In The Obelisk Gate, as Essun struggles to survive after the apocalypse of The Fifth Season, she encounters other stone-eaters. They attach themselves to orogenes, as disconcerting guardians and bodyguards. They exude danger and power in a way that Pratchett’s trolls could not, though Hoa, for one, does have a sense of humour. Essun’s names for them are not particularly beautiful, or respectful: Ruby Hair, Butter Marble, Ugly Dress, Toothshine, Grey Man. Hoa has different names for them, and Essun does call the sternly imposing Antimony by her name for good reason. But these sloppy nick-names reflect Essun’s state of mind when she meets them: usually exhausted, and enraged at how little she understands of what is going on in her community, and in the world, now that everything is made different.
Perhaps it’s the gravity of the situation in The Obelisk Gate that makes the stone-eaters so grim, and so watchful, assembling silently in the plot with a sense of simmering excitement. (Is it food? More of their kind?) The earth has moved in several places, and Essun has learned to summon the obelisks, the gigantic hovering mineral rhomboids in the sky that magnify and amplify her mental earth-moving powers. Alabaster is trying to teach her how to work with them, but he is a terrible teacher, impatient and elliptical, and he is weakening because he is turning into stone. The other orogenes in the underground community of Castrima where Essun is living are only concerned with keeping the people safe and fed, and keeping the life support systems running. But on the surface, where ashfall is preventing crops from growing and killing the trees, other people are coming to find Castrima, and they are not interested in sharing.

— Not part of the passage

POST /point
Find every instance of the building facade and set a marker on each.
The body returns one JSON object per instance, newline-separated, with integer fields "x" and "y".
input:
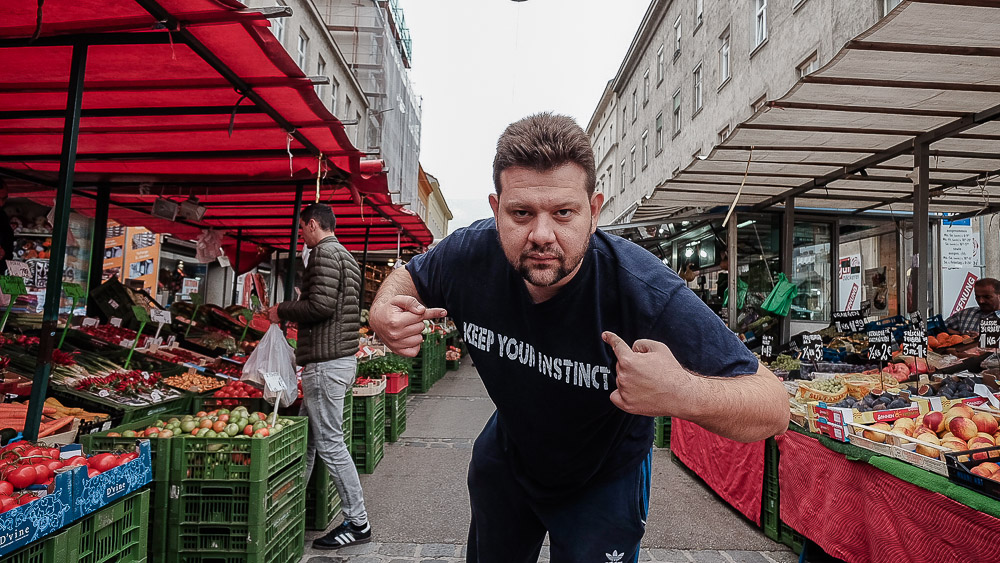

The Obelisk Gate continues to develop Jemisin’s rich and complicated world. There is so much that the reader doesn’t and can’t know, yet the pace of the events drags us past unanswered questions. It’s like riding a white-water raft through plot points and characters. Essun spends the entire novel in Castrima, keeping her community alive, but what she doesn’t know is that several other characters are struggling to survive elsewhere on the continent, and she needs most desperately to find them before truly terrible things happen. Really terrible things happen throughout the novel, at the human scale, but Essun’s focus is planetary now, and the reader’s empathy is switched rapidly between small children and whole land masses.
Jemisin’s handling of several strands of narration simultaneously is expert, occasionally with deliberate tangles. As she did in The Fifth Season, in The Obelisk Gate she uses a challenging second-person narration to make us not quite sure who ‘you’ is, and who is saying ‘you’. The multiple narratives tease out the major new development in this novel, a new thing that orogenes can do, which brings magic into the plot, and the series. I was unsure how the integration of sf and fantasy would work, but because Jemisin describes the magical elements in grounded scientific terms, it works for me. What the orogenes do is of course totally fantastical, but by clothing its functionality in words from biology and geology, Jemisin cuts off any possibility of elves and unicorns. We only have the stone angels to contend with instead.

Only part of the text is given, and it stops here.